The Japanese company said it had been working to get a plasma-derived treatment which had been proven to be more effective in treating acute viral respiratory ailments.
Its study might require antibodies from individuals who have recovered in the coronavirus diseases or that were vaccinated after a vaccine was developed.
“By moving the embryo to a different individual, it might help that individual’s immune system react to the disease and boost their likelihood of healing,” Takeda said in a statement.
It’s also analyzing whether its currently marketed or pipeline merchandise may be effective remedies for contaminated patients, the business said, including those attempts were in an early period.
Takeda joins other drugmakers focusing on creating drugs to deal with the flu-like disease that has struck over 90,000 people worldwide.

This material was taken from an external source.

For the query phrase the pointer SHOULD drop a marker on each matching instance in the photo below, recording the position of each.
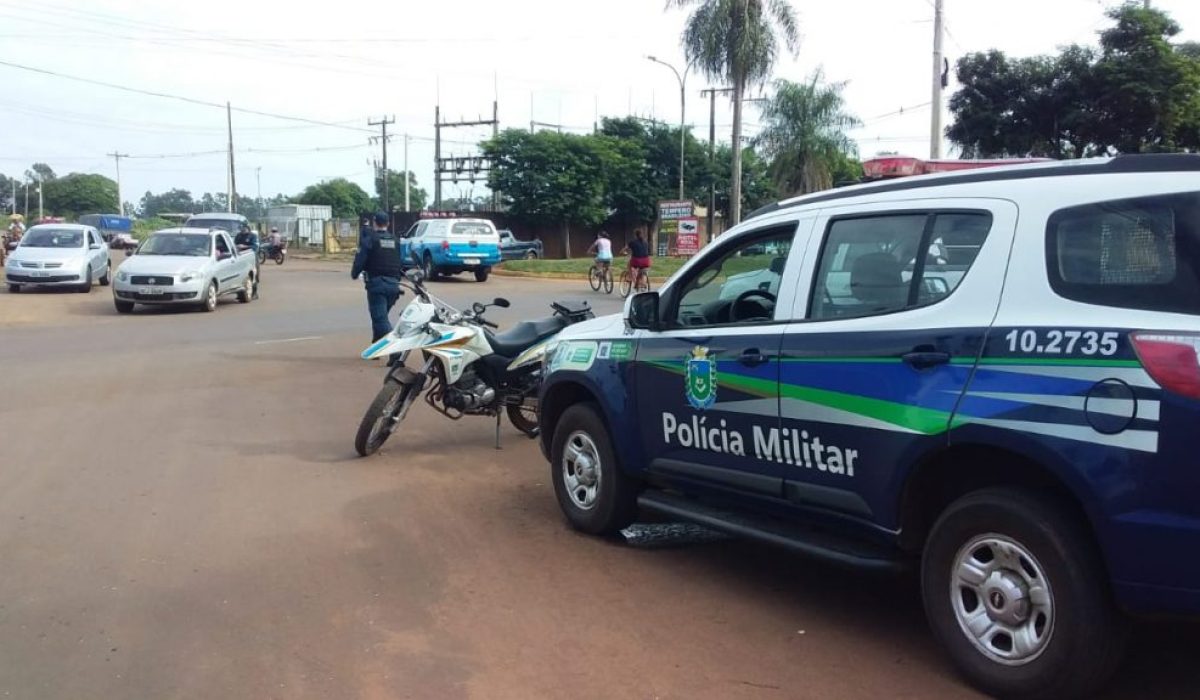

Pfizer Inc said on Monday it had recognized specific antibacterial chemicals it’s in development which can inhibit coronaviruses and can be participating with another party to display the chemicals.
Takeda said it could discuss its strategies with all members of the U.S. Congress on Wednesday and has been in discussions with different medical and health agencies and health care associates in the USA, Asia, and Europe to move forward its study to the medication.
The statement comes amid information that the U.S. Congress can debate and pass as soon as this week crisis financing, maybe in the assortment of $6 billion to $8 billion, to help fight the virus and assist companies.
Ahead of Takeda’s announcement, shares in the business, Japan’s most important pharmaceuticals company by market value, shut down 0.95 percent.